GRANVILLE Posted 21 August , 2019 Posted 21 August , 2019 Not sure if this is the best section for this and certainly not intending to generate further heated discussion on a subject which has been thoroughly debated a long time ago. That said, I've searched and can't find a previous reference to what I came across while reading 'The First Hundred Thousand (K1)' by Ian Hay - understood to actually be John Hay Beith. Written, I believe in at least 1915, on p 180 he quite matter of factly comments: "But the grim realities of war are coming home to us. Outside this farm stands a tall tree. Not many months ago a party of Uhlans arrived here, bringing with them a wounded British prisoner. They crucified him to that self-same tree, and stood round him till he died. He was a long time dying." Much is said about the crucifies Canadian, but this was something of a first for me, when I read this. Hay (or Beith) was no fool, and presumably he utterly believed what he understood to have happened just a few months earlier? David
ss002d6252 Posted 21 August , 2019 Posted 21 August , 2019 Quote Not sure if this is the best section for this and certainly not intending to generate further heated discussion on a subject which has been thoroughly debated a long time ago Not too much of an issue with a new view on it as long as it keeps to a civil debate. Craig
johnboy Posted 21 August , 2019 Posted 21 August , 2019 An interesting tale. Is the place named? It sounds like a POW facility.

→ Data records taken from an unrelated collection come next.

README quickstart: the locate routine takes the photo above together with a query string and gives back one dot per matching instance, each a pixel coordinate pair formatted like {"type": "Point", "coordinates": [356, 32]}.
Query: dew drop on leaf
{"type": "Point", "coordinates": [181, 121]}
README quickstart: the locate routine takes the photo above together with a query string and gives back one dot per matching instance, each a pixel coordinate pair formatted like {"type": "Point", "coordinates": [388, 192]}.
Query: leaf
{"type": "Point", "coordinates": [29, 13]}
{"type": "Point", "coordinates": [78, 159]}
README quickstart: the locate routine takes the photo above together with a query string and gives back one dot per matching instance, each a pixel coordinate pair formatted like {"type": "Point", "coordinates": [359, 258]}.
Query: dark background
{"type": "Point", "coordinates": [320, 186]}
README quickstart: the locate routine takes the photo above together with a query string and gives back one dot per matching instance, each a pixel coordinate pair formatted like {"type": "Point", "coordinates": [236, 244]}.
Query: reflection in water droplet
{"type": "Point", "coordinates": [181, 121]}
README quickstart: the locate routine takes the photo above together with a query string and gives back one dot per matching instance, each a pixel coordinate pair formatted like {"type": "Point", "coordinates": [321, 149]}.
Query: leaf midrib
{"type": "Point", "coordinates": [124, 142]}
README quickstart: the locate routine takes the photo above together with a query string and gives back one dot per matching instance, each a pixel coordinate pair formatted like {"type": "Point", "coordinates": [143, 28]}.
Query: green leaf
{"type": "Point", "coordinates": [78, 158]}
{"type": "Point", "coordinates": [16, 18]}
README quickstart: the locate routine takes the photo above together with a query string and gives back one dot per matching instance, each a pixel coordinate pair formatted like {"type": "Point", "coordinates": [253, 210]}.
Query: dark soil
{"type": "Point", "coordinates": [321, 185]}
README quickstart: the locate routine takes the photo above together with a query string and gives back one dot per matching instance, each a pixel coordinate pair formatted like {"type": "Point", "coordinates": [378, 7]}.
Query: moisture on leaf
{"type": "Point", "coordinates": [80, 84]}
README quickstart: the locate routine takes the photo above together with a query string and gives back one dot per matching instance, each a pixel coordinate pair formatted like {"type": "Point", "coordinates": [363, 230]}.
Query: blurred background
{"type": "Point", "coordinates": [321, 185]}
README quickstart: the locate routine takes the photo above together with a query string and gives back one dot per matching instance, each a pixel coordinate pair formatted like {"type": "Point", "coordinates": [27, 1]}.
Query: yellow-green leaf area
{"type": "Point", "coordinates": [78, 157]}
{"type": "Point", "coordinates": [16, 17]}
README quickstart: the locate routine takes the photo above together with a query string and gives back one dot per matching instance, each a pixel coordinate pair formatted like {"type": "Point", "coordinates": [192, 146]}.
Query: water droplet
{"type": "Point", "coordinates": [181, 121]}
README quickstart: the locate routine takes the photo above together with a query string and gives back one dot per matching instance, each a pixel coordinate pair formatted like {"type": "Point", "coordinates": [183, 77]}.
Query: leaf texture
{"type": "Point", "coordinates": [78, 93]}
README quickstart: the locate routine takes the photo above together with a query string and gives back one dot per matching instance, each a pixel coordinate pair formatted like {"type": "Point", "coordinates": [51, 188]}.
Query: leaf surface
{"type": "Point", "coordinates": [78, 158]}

jay dubaya Posted 21 August , 2019 Posted 21 August , 2019 I believe it’s the same story as the crucified Canadian/s and it was Hay who dated the incident to the spring of 1915 at St. Julien and that the victim was a British soldier J
helpjpl Posted 21 August , 2019 Posted 21 August , 2019 Hay tended to refer to anybody from a dominion (or self governing colony) as British (as indeed legally they were at that time - that's why we got Bonar Law as a British Prime Minister and Beaverbrook was allowed in the cabinet) He wrote a Broadway musical (with some help from P G Wodehouse) in 1918 where he refers to Canadians (and Australians) as BRITISH Page 3, #51: https://www.greatwarforum.org/topic/218096-what-i-find-unusual-about-this-site-is-the-focus-on/page/3/ JP
GRANVILLE Posted 21 August , 2019 Author Posted 21 August , 2019 (edited) 2 hours ago, johnboy said: An interesting tale. Is the place named? It sounds like a POW facility. The location isn't named because his writings were made at the time (as I understand it), and published once received back at home in the UK. Censorship will have restrained him. That said, by p 200, he describes how the company march - which I read to be from the billets they were at when he made the comment referred to, took them to Armentieres, so from this I would conclude the location will have been a max of 20 miles from the town? I note the comment about Hay apparently referring to all allied combatants as British, but when reading his work, this does not come across to me, on the contrary, he is quick to point out specific regional identities such as the Welsh, Geordies & etc, which causes me to think that on hearing the story of the crucified soldier - if it had of been a Canadian, he would have surely referred to him as such. Instead, he points out the the incident involved a British prisoner. From the tone of his writing, one also imagines he may well have visited the tree concerned to see for himself what was possibly the blood-staining left after the affair? David Edited 21 August , 2019 by GRANVILLE
johnboy Posted 21 August , 2019 Posted 21 August , 2019 it seems to me that he was some where where it was not unusual for Germans to turn up with prisoners? So an internment camp?